Hawaiian CEO Mark Dunkerley said Mesa's decision to enter the market based solely on the confidential information it obtained as a potential investor during Hawaiian's bankruptcy proceedings.
"They could read our minds and look at our books. I think that's what led them into the marketplace," he said.
Fierce rivals now teaming up
Once fierce rivals, Hawaiian and Aloha, are now unified in opposing Mesa and each have pending lawsuits alleging the company improperly used the confidential information to start its Hawaii operations in an effort to drive Aloha out of business.
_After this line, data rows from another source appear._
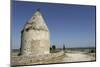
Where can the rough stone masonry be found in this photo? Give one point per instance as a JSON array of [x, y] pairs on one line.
[[35, 38]]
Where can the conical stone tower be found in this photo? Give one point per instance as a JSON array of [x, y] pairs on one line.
[[35, 39]]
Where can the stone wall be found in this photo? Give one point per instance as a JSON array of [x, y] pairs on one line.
[[27, 60], [35, 42]]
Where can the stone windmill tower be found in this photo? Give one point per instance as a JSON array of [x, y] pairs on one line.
[[35, 39]]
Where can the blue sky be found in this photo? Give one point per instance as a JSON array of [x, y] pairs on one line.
[[72, 25]]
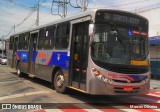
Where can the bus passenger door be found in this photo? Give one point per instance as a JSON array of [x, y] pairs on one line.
[[79, 55], [32, 53], [15, 47]]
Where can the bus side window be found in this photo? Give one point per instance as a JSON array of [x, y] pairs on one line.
[[49, 38], [62, 36], [41, 39]]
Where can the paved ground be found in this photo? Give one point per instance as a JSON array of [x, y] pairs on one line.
[[28, 90]]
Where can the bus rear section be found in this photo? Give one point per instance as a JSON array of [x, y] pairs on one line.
[[118, 61]]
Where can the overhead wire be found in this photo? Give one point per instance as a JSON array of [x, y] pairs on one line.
[[26, 18]]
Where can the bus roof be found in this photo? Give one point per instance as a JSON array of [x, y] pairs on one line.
[[154, 40], [91, 13]]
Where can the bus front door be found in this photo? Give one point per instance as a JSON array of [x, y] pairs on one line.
[[79, 56], [15, 47], [32, 53]]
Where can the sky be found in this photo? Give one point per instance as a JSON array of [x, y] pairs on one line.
[[14, 12]]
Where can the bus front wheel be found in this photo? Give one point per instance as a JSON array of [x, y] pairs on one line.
[[19, 73], [59, 82]]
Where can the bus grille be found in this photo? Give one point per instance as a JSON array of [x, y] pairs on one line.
[[128, 70], [126, 81], [120, 90]]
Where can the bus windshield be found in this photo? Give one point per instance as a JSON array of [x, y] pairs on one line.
[[119, 45]]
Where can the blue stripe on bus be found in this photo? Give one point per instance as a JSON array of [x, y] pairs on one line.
[[23, 55], [34, 56], [139, 77], [60, 59]]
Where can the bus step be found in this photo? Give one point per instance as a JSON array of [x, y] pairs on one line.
[[31, 75]]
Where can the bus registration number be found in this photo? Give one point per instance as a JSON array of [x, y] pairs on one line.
[[128, 88]]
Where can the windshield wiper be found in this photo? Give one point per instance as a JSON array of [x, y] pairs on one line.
[[119, 36]]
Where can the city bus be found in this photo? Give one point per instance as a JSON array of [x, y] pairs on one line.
[[97, 52]]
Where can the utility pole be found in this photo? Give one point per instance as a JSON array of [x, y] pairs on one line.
[[2, 44], [14, 27], [64, 8], [37, 22], [83, 5]]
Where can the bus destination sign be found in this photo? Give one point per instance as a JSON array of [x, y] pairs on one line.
[[121, 18]]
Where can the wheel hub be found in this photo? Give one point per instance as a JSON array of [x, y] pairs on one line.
[[60, 81]]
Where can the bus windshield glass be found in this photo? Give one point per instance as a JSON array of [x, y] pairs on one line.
[[119, 45]]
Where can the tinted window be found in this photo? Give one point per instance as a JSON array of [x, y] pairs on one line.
[[62, 35]]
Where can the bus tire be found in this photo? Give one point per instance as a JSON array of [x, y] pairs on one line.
[[19, 73], [59, 83]]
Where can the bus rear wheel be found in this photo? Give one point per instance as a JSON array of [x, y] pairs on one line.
[[59, 82], [19, 73]]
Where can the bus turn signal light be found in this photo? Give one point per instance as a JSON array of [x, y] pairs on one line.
[[95, 72]]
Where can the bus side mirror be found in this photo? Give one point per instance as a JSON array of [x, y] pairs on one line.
[[91, 30]]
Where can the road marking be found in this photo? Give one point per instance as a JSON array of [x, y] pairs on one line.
[[53, 110], [88, 108], [22, 95]]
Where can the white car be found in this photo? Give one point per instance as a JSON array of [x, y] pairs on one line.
[[3, 60]]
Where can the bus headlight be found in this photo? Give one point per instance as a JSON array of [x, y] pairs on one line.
[[95, 72], [100, 76], [146, 80]]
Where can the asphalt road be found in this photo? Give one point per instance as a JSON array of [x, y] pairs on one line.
[[31, 90]]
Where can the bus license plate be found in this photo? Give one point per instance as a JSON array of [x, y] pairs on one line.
[[127, 88]]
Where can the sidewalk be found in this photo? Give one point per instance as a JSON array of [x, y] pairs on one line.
[[154, 84]]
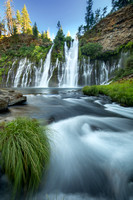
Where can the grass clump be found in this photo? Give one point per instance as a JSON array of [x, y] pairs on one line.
[[120, 91], [25, 153]]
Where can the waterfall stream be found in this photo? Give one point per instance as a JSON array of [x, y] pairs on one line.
[[91, 146], [47, 71], [70, 76], [69, 73]]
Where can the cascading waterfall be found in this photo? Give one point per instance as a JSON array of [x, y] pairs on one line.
[[70, 73], [70, 76], [47, 70], [20, 72]]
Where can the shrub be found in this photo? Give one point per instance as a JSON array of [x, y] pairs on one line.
[[24, 153], [68, 40], [129, 63], [91, 90], [91, 49]]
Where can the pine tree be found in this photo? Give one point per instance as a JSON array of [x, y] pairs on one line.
[[48, 34], [35, 30], [26, 21], [117, 4], [60, 38], [18, 22], [1, 28], [9, 18], [89, 16], [59, 25], [68, 34]]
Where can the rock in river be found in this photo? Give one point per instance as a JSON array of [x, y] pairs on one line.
[[10, 97]]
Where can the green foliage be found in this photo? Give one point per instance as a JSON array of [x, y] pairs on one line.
[[129, 63], [25, 153], [91, 91], [26, 21], [117, 4], [129, 45], [89, 16], [35, 30], [58, 49], [121, 92], [68, 40], [91, 49], [120, 73]]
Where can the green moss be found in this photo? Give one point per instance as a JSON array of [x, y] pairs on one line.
[[121, 92], [94, 50], [91, 49], [25, 153]]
They cited an e-mail from Mesa Chief Financial Officer Peter Murnane to a consultant that allegedly details Mesa's plan to kill Aloha.
"We definitely don't want to wait for them to die, rather we should be the ones who give them the last push ... Clearly if we can get Aloha out of the market without anyone else stepping in this is a home run," the e-mail said.
Mesa says the claims are without merit, noting it had been studying the market more than a decade.
"People don't appreciate that competition is good and in the end, it makes everyone better," Ornstein said.
Hawaiian welcomes competition, Dunkerley said.
"The issue here is not about competition," he said. "You don't play poker with people who have seen your hand."
Island Air, a smaller turboprop operation, has also joined in the fight, saying go! has "damaged yield throughout the marketplace."
'Irrational pricing structure'
"It is difficult to make a rational business decision when you're dealing with an irrational pricing structure and a competitor that has the ability to lose money on every flight," Island Air CEO Rob Mauracher said.
The battle for Hawaii's skies comes during record fuel prices and as Hawaiian and Aloha face pressure to perform for new investors after each emerging from Chapter 11.
Industry analyst Bob Mann said the concern of the "big two is that they somehow slip into the perilous third airline slot."
"That is a risk that any competitors should be and apparently are concerned about, and thus they match price even if their costs cannot match a new entrant competitor," he said.
Mann said Delta Air Lines didn't take AirTran Airways seriously in Atlanta and allowed the newcomer to prosper.
Several companies have tried to start up in Hawaii, but were quickly squeezed out of the market.
Mesa, however, is one of the nation's largest regional carriers, with 182 jets, 5,000 employees and revenues exceeding $1 billion.
Aloha CEO David Banmiller has called Mesa's cut-rate fares a "sham" and a direct attack on the livelihood of Aloha's 3,500 employees and their families.
'An act of desperation'
"The scare tactics are just an act of desperation," Ornstein said.
A group of Aloha, Hawaiian and Island Air employees called "HERO" for Hawaii's (Airline) Employees Repelling Ornstein have created a Web site: http://www.dontflygo.com.
Things got ugly last month when the group sent a T-shirt to Ornstein containing a scribbled insult to his Jewish faith, along with profanities.
HERO later apologized for the remark.
"The more they attack me personally, I'm not going to say it doesn't affect me," Ornstein said. "I'll be very frank. I don't like it. As a result, it may make us change our plan. If you guys want to make it to the death. Have it your way.
"We've been tame so far. Very tame."
Hawaiian and Aloha are fighting back by aggressively marketing themselves as local companies with deep roots in the islands. They are hoping go! would just go away.
"We've been much more than simply another business doing business in Hawaii. We are woven into the fabric of Hawaii," Dunkerley said.
Ornstein, however, said he's in Hawaii for the long haul with plans of replacing his 50-seat aircraft with more efficient larger jets.
"We have no huge plans of dominating anything. We want to carve out our niche," he said.